I never liked the white ones. They were always there. By the barn, under the flowerless Wisteria tree, in the bamboo forest by the dried-up stream. You saw them, there they were, so you could see me in the butterfiles.

When whiteness came, it came in the form of all-encompassing, overpowering blinding heat. And so with it came the over-powering collapse of color in the favor of white butterflies.

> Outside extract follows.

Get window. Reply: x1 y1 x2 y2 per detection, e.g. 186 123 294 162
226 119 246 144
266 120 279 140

So with it came the drying of the stream, the cutting of the bamboo, the moving of one house to another, the sudden prevalence of tarmac, hot warm asphalt where ego-obsessed young girls tell me "I'm so courageous." With the blinding heat of the absence of color came the sudden cutting of my childhood cord.
 
That's Mulish Minianimalism for you- meaning (surprisingly relevant) from mindless, ego-ridden gibbersih. WE should all embrace Mulism as the route out from our collective garbage dump of ego.
 
I don't see what's wrong with the white or black ones, they're all just as much fun to chase through fields of sharp tall grass, all the while hoping you won't trip on a dirt hump in the ground and stand up with not only cuts and bruises all over your body but tiny slugs leaving mucus trails on your shirts and jeans.

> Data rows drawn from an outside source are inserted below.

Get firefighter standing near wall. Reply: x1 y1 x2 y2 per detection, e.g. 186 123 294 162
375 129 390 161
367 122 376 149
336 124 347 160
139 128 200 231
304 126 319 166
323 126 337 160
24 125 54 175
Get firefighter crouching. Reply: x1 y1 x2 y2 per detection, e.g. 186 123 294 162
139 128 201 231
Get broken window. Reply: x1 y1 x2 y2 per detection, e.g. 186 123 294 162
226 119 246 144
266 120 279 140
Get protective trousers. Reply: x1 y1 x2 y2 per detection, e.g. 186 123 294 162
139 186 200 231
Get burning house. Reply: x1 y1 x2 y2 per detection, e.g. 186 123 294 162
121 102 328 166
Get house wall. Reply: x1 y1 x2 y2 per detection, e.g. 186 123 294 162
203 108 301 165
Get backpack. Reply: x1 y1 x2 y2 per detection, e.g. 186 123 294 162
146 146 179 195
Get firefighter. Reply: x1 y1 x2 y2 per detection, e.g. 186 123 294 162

But monarchs have quite the color, and I believe that I saw plenty of them last spring and early summer. After that I don't really recall witnessing the flight of a monarch.
 
;) Hmm...maybe it's because after Summer comes fall, then Winter, etc. They do tend to fly away when the cold weather comes.

I can remember once being in the woods behind my house and I saw this gigantic blue butterfly- I must have been 8 or 9, and it just seemed so out of place, as if it came from behind the trees when no one was awake...I really am happy with the absolute normal humdrum things, I never needed to see that blue butterfly. But I did, and I obviously remembered it.


What does it all mean?
Butterflies are very unique insects.
So what is the priority for them?
Blue over white, Monarch over Black?
Butterlies are here, they will be for a long time.
It's a shame the Monarch may die off pretty soon.
But that blue one- it's coming back.